Hirten sind heute selten geworden. Dabei denkt man nicht nur an die Schaf- oder Ziegenhirten, die sich um ihre vierbeinigen Tiere kümmern sollen. Es geht vor allem um konkrete Menschen, die Hirtendienste übernehmen, die durch das Sakrament der Priesterweihe in die Geheimnisse Gottes eingeweiht und für den Dienst an den Menschen ausgeweiht werden. Manche Geistliche führen zwar den Hirtentitel und lassen sich "Pastor" nennen; aber eigentlich geht es ihnen weniger um die ihnen anvertraute Herde, sondern um sich selbst.
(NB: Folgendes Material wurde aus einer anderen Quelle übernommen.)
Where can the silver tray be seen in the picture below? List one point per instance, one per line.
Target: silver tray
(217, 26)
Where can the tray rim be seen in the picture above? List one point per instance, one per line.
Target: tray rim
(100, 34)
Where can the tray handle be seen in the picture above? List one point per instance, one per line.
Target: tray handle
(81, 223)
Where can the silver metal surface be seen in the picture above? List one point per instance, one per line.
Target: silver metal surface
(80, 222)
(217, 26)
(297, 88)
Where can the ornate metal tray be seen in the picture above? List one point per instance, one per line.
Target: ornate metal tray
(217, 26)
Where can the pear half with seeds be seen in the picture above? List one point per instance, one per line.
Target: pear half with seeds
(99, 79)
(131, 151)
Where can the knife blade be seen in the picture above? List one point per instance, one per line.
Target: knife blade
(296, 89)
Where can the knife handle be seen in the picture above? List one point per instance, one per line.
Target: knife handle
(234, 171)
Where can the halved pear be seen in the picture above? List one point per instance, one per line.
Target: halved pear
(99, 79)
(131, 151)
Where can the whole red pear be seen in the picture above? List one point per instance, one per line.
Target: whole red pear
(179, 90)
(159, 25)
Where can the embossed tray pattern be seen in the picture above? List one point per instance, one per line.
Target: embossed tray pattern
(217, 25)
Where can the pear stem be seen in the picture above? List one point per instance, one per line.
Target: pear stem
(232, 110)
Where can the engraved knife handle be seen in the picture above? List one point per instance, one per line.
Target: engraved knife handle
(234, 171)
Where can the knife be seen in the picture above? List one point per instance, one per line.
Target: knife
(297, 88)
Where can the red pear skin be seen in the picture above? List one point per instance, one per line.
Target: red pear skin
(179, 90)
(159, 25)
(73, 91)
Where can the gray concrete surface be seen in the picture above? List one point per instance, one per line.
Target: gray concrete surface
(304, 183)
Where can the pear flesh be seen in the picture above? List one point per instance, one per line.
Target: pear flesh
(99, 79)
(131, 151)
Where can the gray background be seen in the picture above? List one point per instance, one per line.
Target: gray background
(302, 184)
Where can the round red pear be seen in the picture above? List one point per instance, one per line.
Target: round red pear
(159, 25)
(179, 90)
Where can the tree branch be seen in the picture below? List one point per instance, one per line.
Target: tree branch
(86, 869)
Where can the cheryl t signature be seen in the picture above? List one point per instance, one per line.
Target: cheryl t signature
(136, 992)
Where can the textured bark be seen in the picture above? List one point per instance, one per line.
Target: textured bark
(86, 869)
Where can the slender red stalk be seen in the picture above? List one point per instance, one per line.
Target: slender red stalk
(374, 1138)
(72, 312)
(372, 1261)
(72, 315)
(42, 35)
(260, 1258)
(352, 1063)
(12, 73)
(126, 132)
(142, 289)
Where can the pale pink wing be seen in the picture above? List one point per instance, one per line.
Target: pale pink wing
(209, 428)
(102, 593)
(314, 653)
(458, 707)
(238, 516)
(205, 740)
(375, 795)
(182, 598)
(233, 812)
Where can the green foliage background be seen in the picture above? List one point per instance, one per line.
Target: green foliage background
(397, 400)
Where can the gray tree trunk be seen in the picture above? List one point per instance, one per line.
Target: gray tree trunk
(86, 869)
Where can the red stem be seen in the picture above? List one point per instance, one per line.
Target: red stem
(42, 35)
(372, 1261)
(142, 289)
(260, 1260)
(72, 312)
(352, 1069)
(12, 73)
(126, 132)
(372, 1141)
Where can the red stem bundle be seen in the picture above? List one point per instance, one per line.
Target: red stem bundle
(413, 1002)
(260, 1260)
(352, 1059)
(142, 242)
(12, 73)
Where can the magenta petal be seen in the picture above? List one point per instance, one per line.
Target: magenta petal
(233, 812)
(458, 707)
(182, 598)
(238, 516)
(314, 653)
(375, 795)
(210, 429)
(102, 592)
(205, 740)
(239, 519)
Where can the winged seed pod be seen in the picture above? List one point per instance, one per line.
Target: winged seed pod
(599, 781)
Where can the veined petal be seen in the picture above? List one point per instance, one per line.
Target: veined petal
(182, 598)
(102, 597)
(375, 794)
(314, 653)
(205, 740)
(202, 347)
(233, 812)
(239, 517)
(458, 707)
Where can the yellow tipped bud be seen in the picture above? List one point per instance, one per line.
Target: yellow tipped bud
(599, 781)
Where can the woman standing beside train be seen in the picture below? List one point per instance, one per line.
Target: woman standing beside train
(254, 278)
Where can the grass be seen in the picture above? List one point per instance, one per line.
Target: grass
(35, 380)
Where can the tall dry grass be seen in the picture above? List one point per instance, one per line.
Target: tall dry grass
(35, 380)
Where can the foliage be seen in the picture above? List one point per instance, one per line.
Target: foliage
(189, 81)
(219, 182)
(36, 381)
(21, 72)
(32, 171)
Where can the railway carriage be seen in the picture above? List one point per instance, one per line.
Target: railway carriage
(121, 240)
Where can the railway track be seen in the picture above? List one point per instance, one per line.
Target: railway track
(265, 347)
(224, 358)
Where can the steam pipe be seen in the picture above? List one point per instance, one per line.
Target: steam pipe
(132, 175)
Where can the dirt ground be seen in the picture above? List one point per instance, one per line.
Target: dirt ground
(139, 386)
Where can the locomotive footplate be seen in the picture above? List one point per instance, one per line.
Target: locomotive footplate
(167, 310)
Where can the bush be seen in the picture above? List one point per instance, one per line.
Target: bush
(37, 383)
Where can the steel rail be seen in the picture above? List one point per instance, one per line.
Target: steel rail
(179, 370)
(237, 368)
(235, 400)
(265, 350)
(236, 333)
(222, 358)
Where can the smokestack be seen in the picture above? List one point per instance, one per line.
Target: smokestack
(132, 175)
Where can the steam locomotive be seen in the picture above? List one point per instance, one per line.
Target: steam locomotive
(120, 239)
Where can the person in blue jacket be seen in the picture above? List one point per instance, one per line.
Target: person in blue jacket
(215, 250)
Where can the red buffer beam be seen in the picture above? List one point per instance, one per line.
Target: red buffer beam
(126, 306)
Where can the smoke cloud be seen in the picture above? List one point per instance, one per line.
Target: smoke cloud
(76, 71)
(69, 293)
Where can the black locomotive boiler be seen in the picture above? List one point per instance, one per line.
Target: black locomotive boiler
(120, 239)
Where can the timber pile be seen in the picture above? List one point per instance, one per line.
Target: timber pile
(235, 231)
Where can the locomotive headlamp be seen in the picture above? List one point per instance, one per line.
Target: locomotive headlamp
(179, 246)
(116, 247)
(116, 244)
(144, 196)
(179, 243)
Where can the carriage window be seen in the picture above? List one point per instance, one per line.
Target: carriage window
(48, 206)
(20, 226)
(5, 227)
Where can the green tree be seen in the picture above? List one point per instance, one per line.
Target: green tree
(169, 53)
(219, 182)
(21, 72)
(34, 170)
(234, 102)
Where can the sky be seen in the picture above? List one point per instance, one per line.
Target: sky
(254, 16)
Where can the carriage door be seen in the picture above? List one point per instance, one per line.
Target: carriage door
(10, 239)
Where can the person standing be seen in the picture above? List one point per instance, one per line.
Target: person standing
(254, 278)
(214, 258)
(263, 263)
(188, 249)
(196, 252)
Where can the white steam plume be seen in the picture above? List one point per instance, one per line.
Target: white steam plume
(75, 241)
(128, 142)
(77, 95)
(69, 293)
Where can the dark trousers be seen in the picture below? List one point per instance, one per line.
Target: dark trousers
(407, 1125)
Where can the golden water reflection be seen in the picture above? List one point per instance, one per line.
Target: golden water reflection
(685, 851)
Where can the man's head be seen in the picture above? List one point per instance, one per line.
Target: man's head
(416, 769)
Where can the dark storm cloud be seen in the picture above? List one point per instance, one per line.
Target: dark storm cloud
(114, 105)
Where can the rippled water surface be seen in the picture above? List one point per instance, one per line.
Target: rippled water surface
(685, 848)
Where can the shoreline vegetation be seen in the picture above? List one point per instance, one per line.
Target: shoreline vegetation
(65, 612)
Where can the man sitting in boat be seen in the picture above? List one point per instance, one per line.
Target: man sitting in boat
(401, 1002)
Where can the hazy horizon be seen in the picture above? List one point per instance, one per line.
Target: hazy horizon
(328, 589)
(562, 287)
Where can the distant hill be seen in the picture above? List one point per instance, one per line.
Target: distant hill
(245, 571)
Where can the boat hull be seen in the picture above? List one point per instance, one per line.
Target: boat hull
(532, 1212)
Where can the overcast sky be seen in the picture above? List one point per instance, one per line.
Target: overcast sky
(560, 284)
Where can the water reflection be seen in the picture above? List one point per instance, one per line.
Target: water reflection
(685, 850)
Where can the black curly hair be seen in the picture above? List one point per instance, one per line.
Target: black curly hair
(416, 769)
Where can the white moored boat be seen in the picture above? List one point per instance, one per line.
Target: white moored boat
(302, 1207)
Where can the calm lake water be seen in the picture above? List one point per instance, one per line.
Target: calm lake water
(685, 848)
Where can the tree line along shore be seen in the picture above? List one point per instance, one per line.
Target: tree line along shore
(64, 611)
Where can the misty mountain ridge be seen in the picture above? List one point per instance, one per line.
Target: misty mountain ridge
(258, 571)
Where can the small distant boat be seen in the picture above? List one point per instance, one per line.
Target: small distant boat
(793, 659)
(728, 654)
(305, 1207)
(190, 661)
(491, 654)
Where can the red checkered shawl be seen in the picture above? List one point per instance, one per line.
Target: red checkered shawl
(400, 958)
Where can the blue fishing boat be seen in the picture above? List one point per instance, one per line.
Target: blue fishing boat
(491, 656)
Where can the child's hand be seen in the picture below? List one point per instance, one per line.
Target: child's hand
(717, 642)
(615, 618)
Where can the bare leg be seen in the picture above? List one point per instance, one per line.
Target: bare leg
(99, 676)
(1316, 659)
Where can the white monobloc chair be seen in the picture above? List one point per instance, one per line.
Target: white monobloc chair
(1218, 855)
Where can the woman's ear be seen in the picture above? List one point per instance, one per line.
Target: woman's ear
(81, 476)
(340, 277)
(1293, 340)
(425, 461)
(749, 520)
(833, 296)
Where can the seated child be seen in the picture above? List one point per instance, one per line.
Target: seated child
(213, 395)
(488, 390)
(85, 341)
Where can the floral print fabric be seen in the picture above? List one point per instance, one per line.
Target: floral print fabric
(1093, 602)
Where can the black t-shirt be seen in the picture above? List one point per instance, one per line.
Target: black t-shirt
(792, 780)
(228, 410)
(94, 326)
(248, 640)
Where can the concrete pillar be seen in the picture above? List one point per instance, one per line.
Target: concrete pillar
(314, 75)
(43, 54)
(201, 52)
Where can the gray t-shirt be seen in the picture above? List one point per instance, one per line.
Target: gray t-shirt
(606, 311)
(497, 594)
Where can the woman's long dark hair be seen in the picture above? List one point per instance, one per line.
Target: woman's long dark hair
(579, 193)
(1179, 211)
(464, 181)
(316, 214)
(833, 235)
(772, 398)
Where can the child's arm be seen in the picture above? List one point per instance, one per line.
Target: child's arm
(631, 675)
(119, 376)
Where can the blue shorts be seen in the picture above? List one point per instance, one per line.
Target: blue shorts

Fast zynisch stellte schon Papst Gregor der Große fest: "Die Welt wimmelt von Priestern, aber nur selten sieht man einen Arbeiter in Gottes Ernte." Und ein Zyniker unserer Zeit bemerkt messerscharf: "Es gibt heute zwei Arten von Hirten: Die einen interessieren sich für die Wolle, die anderen interessieren sich für das Fleisch. Für die Schafe interessiert sich niemand." Ohne Zweifel ein hartes Wort. Doch der "Stallgeruch" unserer Gesellschaft gibt dem Kritiker recht.
Hirten dieser Art gibt es genug. Sie spekulieren auf Wolle und Fleisch. Was sie interessiert, ist der Nutzwert, der Ertrag. Die Leistung zählt. Der Mensch wird "taxiert", was schon im Reagenzglas beginnt. Er ist das, was er einmal leisten wird. Je mehr er einmal auf die Bank bringt, desto höher steigt sein Marktwert. Wer nichts mehr leistet, wird zum alten Eisen geworfen.
Doch wir wollen nicht nur über die Gesellschaft schauen, sondern auch auf die Kirche. Jesus sagt ihr das schöne Wort zu: "Ich bin der gute Hirt. Ich kenne die Meinen, und die Meinen kennen mich". Mit dem Bild vom guten Hirten hat Jesus eine tiefe Sehnsucht des antiken Menschen angesprochen. Die Juden sahen in Gott den wahren Hirten, der sein Volk leitet. In seinem Auftrag war Mose der Hirte und Führer seines Volkes. Auch bei den Griechen war das Motiv des Hirten beliebt: Gern hat man ihn sich in einem großen Garten vorgestellt, ein Schaf auf seinen Schultern. Der Garten sollte an das Paradies erinnern. So verbindet sich mit dem Hirten die Sehnsucht nach einer heilen Welt. Die frühen Christen haben diese Vision Israels und Griechenlands aufgegriffen und weiterentwickelt, indem sie auf Christus blickten. Jesus verwirklicht mit der Rede vom Hirten die Bilder des Heils, die in der Seele der Menschen schlummern.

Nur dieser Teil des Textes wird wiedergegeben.